HUNTER ARMY AIRFIELD (USASOC News Service, Jan. 21, 2010) - The names of the three fallen heroes from the 1st Battalion, 75th Ranger Regiment echoed clearly during roll call as the afternoon sun faded in the Rangers’ memorial courtyard on Hunter Army Airfield Jan. 14.

“He’s not here,” responded the 1st Sgt. of each Ranger killed supporting Operation Enduring Freedom. “He is no longer with us.” 

Family, friends and comrades of Staff Sgt. Jason Dahlke, Sgt. Roberto Sanchez and Pfc. Eric Hario listened tearfully as the battle buddies of those killed took their turn at the chilly memorial podium to share warm memories in front of the large group who had gathered to mourn. 

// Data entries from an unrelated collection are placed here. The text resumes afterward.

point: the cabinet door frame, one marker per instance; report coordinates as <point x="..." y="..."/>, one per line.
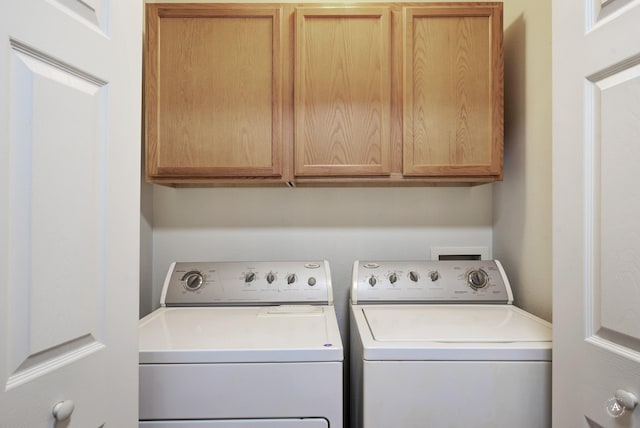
<point x="492" y="165"/>
<point x="156" y="171"/>
<point x="337" y="154"/>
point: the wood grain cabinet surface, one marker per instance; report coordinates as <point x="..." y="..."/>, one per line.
<point x="213" y="95"/>
<point x="308" y="94"/>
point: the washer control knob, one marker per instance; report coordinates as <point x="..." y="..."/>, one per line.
<point x="477" y="279"/>
<point x="372" y="280"/>
<point x="63" y="410"/>
<point x="193" y="280"/>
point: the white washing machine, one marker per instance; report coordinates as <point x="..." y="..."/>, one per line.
<point x="439" y="344"/>
<point x="242" y="345"/>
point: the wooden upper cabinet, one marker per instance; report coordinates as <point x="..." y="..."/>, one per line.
<point x="342" y="87"/>
<point x="453" y="91"/>
<point x="213" y="92"/>
<point x="382" y="93"/>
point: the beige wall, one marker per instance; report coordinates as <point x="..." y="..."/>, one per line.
<point x="522" y="203"/>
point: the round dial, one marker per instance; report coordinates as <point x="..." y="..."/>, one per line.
<point x="193" y="280"/>
<point x="477" y="279"/>
<point x="372" y="280"/>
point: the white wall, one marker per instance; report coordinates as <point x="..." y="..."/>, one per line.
<point x="522" y="202"/>
<point x="336" y="224"/>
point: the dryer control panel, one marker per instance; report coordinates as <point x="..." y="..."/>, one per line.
<point x="247" y="283"/>
<point x="445" y="281"/>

Sgt. Edward Ward, B Company, 1st Battalion, 75th Ranger Regiment, spoke emotionally about the 24-year-old Sgt. Roberto Sanchez when he stepped up. He said that Sanchez wanted a career in the Army to serve our nation and make a difference.  “He believed if the right guys stayed in, they could prevent bad things from happening and that’s what he did. He’ll live forever in our hearts.”  Sanchez was killed during a combat operation that took out nine enemy combatants and destroyed a large weapons cache. 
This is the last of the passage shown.